If the author wants to comment here and provide links to his sources, your correspondent will check the details further with someone who really knows their Atari history, otherwise we’ll have to assume it’s just another flight of fantasy.
Unfortunately, I found out that I wasn’t allowed to load a BASIC program from tape, then unplug the XC12 data recorder and plug in the SIO2SD Micro device with the computer still turned on, because this would probably cause damage to the computer or the SIO2SD Micro device.
Connecting and disconnecting I/O devices and computers when the power is on has always been frowned upon because it can potentially cause hardware damage, especially where there’s a voltage on one of the pins like the 5 volt line in the Atari 8-bit’s SIO port. That isn’t to say it can’t be done of course and many people did back in the day, just that there’s a degree of risk involved.
But the problem the author finds himself with is because the designer of the SIO2SD didn’t allow for the XC12 rather than the other way around; trying to blame a decision made two decades ago rather than the one taken on a far more recent design of a device that could have had two SIO ports like the disk drives it was emulating but didn’t is laughable at best. Some of the fault of course lies with the author for not checking before purchasing the SIO2SD to make sure what he wanted to do was actually viable.

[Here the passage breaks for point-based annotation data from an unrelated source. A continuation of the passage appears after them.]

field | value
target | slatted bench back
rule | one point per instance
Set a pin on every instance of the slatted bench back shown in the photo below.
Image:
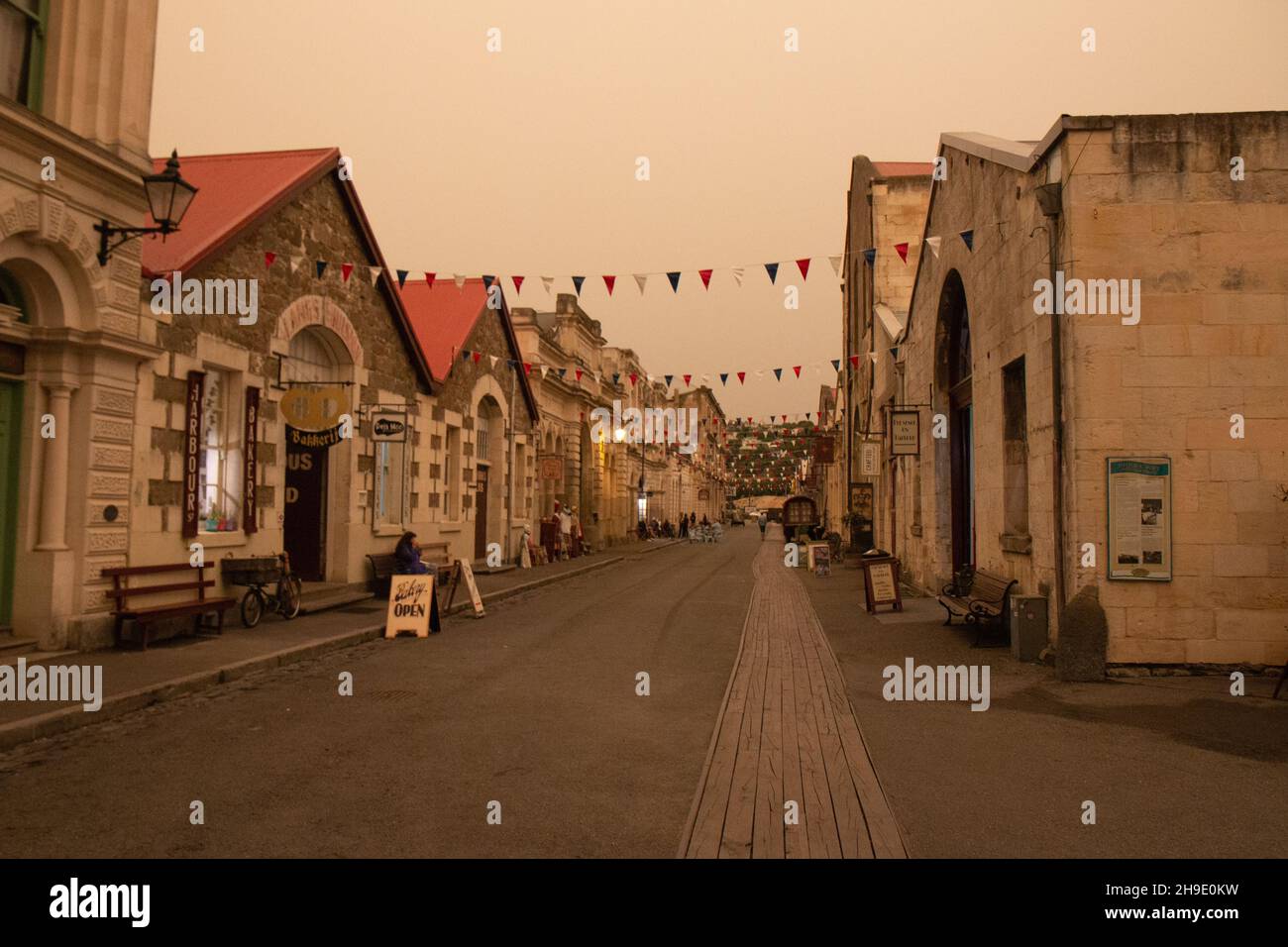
(123, 591)
(990, 587)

This means I’ve had to transfer programs by loading them, writing them down by hand, then typing them in again and saving them onto the SIO2SD Micro device!
Your correspondent tried to not laugh at this sentence but, sadly, it simply wasn’t possible; it would have been a crying shame if the listings being transferred were particularly long as well…
Another problem with the Atari 65XE compared with the 800XL is quality of construction. One morning, I turned on the 65XE and found the keyboard was totally dead! None of the keys were working at all. I managed to repair it myself after finding advice online, although I could never get the Select key to work again.
The machine in question is well over a quarter of a century old and, although users have looked after their 8-bit computers and consoles well to keep them running this long, they are still well past what their active lifespan was meant to be; expecting a machine that old to function flawlessly is perilously close to idiotic on the author’s part.